A reduction in dermal cellularity was noted in both the papillary and reticular layers, thus lending credence to the assertion that fibroblast proliferation is decreased (Gunin et al. 2011). Initially, the possibility of an increase in the inflammatory cell population had been suggested (Lee et al. 2021), since other studies have shown a gradual increase in both mast cells and CD45+ cells (Gunin et al. 2011). However, our results regarding mast cell density displayed no changes affecting the older group.

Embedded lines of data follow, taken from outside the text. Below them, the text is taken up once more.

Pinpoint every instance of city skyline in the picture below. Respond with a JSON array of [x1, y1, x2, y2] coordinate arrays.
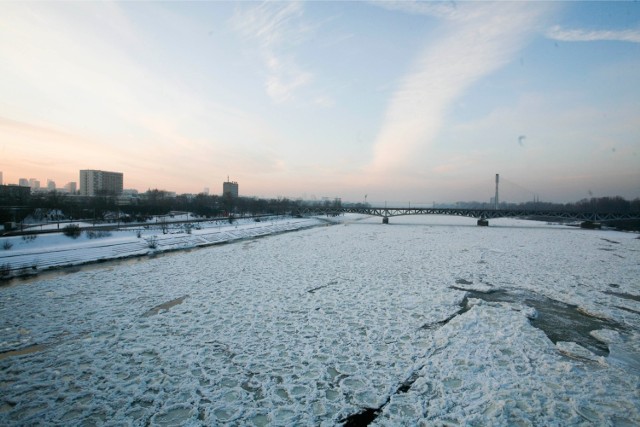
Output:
[[0, 2, 640, 203]]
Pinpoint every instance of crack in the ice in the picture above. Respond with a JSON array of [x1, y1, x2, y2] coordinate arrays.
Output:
[[307, 280, 338, 294]]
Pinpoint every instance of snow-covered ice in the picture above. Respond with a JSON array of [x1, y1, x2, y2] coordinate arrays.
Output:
[[0, 216, 640, 426]]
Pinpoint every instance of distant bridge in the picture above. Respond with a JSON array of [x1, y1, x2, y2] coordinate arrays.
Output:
[[298, 206, 640, 225]]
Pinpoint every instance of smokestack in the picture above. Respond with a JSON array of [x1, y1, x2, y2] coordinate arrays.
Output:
[[495, 173, 500, 210]]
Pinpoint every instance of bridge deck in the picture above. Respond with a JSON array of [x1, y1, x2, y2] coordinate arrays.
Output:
[[300, 207, 640, 221]]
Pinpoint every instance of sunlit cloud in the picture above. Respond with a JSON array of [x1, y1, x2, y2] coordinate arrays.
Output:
[[371, 3, 548, 172], [371, 1, 457, 19], [547, 25, 640, 43], [231, 2, 313, 103]]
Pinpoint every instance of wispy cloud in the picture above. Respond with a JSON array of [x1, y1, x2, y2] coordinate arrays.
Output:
[[371, 1, 457, 19], [547, 25, 640, 43], [371, 3, 548, 172], [231, 2, 313, 103]]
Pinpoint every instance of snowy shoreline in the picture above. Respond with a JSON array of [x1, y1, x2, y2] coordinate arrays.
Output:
[[0, 217, 640, 426], [0, 217, 329, 286]]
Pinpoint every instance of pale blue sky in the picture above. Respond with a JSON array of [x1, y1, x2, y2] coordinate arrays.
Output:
[[0, 1, 640, 204]]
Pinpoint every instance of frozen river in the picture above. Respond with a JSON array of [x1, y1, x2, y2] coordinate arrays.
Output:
[[0, 216, 640, 426]]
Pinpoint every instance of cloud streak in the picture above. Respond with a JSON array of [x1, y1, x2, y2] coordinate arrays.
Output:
[[370, 3, 548, 172], [231, 2, 313, 103], [547, 25, 640, 43]]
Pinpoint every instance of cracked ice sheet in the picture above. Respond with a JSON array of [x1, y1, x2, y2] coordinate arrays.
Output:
[[0, 217, 640, 425]]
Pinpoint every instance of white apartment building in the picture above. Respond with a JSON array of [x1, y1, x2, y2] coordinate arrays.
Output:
[[80, 169, 124, 196]]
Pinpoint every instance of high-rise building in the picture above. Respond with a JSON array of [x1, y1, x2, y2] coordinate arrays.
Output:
[[64, 182, 78, 194], [80, 169, 124, 196], [29, 178, 40, 190], [222, 178, 238, 198]]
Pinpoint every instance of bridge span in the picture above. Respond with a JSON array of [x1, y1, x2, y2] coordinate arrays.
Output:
[[299, 206, 640, 227]]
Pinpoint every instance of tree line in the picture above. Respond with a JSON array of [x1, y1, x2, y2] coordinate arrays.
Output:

Finally, skin appendages (hair follicles and sweat glands) are notably reduced from youth onwards (Kamberov et al. 2015), which could be explained by a reduction in fibroblast number, circulating growth factors levels, and microvessels density. To corroborate this hypothesis, we subsequently analyzed changes in the number of capillaries at different age stages. According to our data, the number of dermal vessels peaks in children (0–12 years), diminishing notably in group 4 (≥ 55). These results are in line with a previous study demonstrating that a decrease in dermal vascular density is related to downregulation of the vascular endothelial growth factor signaling cascade and lower levels of von Willebrand factor (Gunin et al. 2014). Despite several studies that agree on the reduction of cutaneous blood flow (Waller and Maibach 2005), this finding is a bit controversial as other studies support just the opposite (Chung et al. 2002). Nonetheless, this reduction could explain numerous skin changes attributed to intrinsic aging, being partly a cause and consequence of atrophy, for example, of the appendages.